* Obama to focus on economy in State of the Union address
* Goodyear profit tops estimates, but tire company cuts
* Coca-Cola shares dip; emerging markets sales offset Europe
* Major indexes little changed
By Rodrigo Campos
NEW YORK, Feb 12 (Reuters) - U.S. stocks were little changed
on Tuesday, hovering near multi-year highs as traders awaited
President Barack Obama's State of the Union address.
The economy will be one of the main topics of Obama's speech
at 9 p.m. (0200 GMT Wednesday). Investors will listen for any
clues on a deal with Republicans in Congress to avert automatic
spending cuts due to take effect March 1.
The S&P 500 has risen in the past six weeks and is up more
than 6 percent so far this year.
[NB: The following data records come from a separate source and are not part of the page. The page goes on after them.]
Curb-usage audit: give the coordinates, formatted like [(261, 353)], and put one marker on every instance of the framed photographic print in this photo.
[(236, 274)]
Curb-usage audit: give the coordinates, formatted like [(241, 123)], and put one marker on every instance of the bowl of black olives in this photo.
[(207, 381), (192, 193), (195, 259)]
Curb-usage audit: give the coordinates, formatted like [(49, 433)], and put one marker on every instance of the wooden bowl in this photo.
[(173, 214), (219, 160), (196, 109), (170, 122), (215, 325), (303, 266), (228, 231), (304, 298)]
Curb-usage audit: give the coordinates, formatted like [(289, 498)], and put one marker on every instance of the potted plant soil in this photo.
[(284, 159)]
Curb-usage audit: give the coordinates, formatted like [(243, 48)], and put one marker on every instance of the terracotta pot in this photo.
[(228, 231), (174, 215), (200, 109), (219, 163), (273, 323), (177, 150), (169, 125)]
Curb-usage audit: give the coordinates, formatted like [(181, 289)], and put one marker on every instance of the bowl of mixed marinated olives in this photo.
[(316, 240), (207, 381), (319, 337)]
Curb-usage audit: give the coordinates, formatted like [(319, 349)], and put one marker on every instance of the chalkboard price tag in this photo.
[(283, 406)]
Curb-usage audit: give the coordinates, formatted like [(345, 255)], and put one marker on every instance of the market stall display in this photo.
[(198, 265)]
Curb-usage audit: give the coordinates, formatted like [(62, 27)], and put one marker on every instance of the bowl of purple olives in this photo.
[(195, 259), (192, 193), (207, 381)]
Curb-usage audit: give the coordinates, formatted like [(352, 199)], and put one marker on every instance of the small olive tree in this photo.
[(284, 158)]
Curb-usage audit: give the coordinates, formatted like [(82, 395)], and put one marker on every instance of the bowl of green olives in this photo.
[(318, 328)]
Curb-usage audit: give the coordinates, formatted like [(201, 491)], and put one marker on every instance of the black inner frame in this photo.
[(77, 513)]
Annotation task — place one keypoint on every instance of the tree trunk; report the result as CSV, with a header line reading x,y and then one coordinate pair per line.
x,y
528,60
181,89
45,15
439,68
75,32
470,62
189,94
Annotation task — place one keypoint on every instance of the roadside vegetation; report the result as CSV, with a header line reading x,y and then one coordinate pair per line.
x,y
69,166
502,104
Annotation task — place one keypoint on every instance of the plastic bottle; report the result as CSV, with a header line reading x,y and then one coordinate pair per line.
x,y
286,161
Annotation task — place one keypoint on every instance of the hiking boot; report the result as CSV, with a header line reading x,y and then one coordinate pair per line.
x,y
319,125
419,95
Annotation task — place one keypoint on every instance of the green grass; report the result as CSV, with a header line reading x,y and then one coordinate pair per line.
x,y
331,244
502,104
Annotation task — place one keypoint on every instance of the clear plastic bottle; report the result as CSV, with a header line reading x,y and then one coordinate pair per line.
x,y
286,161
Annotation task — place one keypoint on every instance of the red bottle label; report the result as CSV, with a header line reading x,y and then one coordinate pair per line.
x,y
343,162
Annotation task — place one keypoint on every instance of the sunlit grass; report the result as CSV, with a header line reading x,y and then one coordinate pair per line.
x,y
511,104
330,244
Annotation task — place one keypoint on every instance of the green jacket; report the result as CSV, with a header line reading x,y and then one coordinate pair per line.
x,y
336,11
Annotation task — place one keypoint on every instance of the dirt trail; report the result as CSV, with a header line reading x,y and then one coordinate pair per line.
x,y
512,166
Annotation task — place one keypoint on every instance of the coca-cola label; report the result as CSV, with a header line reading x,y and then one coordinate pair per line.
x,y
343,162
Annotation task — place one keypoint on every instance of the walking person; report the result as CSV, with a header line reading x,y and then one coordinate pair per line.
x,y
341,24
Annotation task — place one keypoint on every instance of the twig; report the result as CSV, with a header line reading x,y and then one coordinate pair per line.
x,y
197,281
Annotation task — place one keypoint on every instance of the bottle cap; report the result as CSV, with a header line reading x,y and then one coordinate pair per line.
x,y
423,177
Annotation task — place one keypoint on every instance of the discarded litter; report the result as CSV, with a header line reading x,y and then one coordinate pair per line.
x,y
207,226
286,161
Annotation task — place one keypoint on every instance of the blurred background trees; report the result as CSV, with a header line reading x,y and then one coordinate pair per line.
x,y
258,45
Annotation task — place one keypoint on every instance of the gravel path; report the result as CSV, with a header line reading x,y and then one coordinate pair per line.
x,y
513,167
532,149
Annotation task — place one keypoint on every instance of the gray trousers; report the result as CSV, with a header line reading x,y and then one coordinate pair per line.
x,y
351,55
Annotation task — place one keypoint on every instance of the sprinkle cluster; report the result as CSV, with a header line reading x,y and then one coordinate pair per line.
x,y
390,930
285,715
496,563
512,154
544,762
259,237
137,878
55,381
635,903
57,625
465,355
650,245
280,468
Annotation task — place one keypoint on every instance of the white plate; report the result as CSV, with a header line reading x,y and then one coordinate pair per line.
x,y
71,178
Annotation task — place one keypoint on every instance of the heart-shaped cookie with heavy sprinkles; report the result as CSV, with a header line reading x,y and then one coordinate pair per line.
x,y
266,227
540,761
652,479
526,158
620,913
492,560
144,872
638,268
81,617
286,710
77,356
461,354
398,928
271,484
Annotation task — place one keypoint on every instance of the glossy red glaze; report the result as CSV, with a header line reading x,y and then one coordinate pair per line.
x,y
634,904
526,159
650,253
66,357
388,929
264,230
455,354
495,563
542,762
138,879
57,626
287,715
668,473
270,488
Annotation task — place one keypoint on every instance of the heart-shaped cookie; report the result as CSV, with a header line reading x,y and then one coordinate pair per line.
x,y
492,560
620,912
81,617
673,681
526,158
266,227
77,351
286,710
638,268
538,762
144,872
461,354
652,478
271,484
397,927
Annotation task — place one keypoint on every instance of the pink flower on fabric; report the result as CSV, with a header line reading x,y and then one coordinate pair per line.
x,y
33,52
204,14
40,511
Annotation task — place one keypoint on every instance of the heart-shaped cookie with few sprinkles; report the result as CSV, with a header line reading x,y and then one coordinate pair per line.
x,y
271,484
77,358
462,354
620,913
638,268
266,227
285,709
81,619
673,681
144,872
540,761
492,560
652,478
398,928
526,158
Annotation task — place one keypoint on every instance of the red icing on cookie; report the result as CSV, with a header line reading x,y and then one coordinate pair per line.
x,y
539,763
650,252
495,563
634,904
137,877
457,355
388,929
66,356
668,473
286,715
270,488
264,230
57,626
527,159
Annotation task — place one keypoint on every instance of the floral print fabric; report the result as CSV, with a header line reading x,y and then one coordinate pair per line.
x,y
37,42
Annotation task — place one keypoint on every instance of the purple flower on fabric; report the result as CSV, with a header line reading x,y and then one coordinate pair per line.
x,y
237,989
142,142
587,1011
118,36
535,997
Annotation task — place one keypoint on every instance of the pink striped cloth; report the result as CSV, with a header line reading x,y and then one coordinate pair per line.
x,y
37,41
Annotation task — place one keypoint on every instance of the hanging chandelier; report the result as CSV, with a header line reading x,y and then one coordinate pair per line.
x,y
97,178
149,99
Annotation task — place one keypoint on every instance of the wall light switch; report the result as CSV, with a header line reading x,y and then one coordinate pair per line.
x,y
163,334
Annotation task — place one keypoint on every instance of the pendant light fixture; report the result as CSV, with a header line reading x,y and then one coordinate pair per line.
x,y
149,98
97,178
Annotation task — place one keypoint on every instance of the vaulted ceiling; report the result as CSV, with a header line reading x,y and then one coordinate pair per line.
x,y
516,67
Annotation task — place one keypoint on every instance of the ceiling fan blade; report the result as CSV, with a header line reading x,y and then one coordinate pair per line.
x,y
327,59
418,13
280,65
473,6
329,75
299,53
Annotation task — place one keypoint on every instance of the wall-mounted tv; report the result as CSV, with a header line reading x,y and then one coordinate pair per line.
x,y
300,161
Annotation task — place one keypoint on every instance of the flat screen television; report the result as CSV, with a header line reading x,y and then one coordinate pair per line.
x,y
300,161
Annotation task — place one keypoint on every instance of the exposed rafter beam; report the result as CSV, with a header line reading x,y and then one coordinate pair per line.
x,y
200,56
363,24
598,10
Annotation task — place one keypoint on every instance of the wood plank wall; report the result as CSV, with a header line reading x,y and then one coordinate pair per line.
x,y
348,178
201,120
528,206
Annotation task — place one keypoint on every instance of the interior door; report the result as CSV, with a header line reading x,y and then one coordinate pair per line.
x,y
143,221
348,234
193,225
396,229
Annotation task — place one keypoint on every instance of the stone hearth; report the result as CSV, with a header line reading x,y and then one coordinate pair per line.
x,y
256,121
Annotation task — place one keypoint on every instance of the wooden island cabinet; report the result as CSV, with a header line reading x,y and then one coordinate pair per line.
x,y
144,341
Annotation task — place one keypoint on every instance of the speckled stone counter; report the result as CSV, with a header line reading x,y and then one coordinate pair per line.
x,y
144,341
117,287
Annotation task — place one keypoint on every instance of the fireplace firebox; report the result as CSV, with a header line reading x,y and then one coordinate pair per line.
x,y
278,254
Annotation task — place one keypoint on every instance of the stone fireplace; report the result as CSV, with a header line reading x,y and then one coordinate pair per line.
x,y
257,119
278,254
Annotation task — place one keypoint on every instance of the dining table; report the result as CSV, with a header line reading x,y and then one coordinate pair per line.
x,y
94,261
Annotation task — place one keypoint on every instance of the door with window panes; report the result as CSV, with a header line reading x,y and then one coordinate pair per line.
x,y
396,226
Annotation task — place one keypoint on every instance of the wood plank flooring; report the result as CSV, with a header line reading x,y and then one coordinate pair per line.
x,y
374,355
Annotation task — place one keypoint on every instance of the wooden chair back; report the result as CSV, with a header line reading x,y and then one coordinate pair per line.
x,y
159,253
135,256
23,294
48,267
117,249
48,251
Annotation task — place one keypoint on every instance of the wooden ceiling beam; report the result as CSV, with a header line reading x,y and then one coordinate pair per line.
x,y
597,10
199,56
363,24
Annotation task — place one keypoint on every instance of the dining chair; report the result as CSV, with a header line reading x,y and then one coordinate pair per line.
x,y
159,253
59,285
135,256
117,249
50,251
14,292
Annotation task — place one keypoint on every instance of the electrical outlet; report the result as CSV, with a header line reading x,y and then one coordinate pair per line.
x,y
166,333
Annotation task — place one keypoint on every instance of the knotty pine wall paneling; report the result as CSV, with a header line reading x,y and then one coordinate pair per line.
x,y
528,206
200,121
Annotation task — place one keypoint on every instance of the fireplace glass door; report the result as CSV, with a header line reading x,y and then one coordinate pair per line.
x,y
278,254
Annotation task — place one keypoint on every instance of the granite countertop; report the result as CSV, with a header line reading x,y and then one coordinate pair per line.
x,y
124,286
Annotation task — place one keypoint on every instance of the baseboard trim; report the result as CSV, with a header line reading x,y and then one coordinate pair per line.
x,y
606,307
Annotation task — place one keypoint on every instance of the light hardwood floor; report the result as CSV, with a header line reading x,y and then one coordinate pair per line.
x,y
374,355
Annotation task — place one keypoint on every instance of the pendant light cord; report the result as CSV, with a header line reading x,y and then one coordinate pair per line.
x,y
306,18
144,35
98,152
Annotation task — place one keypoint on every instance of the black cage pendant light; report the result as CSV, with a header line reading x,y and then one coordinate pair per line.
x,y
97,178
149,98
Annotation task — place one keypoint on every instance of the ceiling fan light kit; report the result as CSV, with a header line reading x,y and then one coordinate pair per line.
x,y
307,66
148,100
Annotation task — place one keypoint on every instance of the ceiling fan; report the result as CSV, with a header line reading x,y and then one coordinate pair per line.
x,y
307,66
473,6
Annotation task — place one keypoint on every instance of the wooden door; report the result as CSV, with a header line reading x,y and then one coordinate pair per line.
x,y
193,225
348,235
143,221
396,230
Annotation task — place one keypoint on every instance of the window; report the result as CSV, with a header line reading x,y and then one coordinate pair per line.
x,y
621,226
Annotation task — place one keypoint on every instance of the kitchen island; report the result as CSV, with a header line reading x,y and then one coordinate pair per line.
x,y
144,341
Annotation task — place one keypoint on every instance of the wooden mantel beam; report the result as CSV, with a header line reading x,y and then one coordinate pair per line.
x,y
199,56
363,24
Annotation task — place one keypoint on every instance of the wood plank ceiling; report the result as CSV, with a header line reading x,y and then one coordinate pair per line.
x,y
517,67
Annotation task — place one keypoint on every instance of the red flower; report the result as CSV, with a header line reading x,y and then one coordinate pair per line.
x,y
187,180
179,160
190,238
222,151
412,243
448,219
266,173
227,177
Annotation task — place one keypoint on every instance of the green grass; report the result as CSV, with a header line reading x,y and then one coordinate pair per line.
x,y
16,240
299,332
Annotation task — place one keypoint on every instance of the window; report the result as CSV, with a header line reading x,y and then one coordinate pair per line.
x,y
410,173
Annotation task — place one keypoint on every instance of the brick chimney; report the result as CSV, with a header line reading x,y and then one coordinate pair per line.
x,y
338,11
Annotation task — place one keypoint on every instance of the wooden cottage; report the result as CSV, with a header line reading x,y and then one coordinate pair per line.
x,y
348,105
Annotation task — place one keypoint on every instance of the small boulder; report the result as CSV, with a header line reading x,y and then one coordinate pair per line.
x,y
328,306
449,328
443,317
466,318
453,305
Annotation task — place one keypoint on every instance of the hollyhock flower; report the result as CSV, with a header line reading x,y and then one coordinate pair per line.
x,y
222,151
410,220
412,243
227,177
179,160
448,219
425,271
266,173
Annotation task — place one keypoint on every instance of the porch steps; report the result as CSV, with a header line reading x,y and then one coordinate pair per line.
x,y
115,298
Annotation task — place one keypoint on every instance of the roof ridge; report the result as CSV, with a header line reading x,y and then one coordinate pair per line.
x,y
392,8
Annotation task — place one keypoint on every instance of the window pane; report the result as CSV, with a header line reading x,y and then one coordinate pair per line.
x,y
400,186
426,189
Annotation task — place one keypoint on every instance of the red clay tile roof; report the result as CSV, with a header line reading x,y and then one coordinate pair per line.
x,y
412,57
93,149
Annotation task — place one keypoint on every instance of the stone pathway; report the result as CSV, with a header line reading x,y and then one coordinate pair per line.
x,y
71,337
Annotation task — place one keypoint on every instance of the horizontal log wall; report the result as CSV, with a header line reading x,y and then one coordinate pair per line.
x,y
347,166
Despite a dip in volume Monday
and the sideways move this week the market is showing technical
strength as it digests the recent gains.
"It's positive we haven't seen an urge to take profits after
the run-up we had recently," said Peter Jankovskis, co-chief
investment officer at OakBrook Investments in Lisle, Illinois.
He said it was natural for the market to be pausing amid a
lack of major economic data points and with earnings season
winding down, and markets will be attentively watching Obama's
speech in Washington.
The Dow Jones industrial average rose 7.6 points or
0.05 percent, to 13,978.84, the S&P 500 lost 0.27 points
or 0.02 percent, to 1,516.74 and the Nasdaq Composite
dropped 1.41 points or 0.04 percent, to 3,190.59.
Coca-Cola Co shares fell 1.5 percent to $38.04 after
the world's largest soft drink maker reported quarterly earnings
that were slightly better than expected as strength in emerging
markets offset a decline in European business.
Avon Products shares jumped 13.4 percent to $19.59
after the beauty products company reported a
better-than-expected quarterly profit.
Goodyear Tire & Rubber shares fell 4.6 percent to
$13.27 after it posted a stronger-than-expected quarterly profit
but cut its 2013 forecast due to weakness in the European
Michael Kors Holdings shares soared 12 percent to
$63.82 after the fashion company handily beat Wall Street's
estimates and raised its full-year outlook.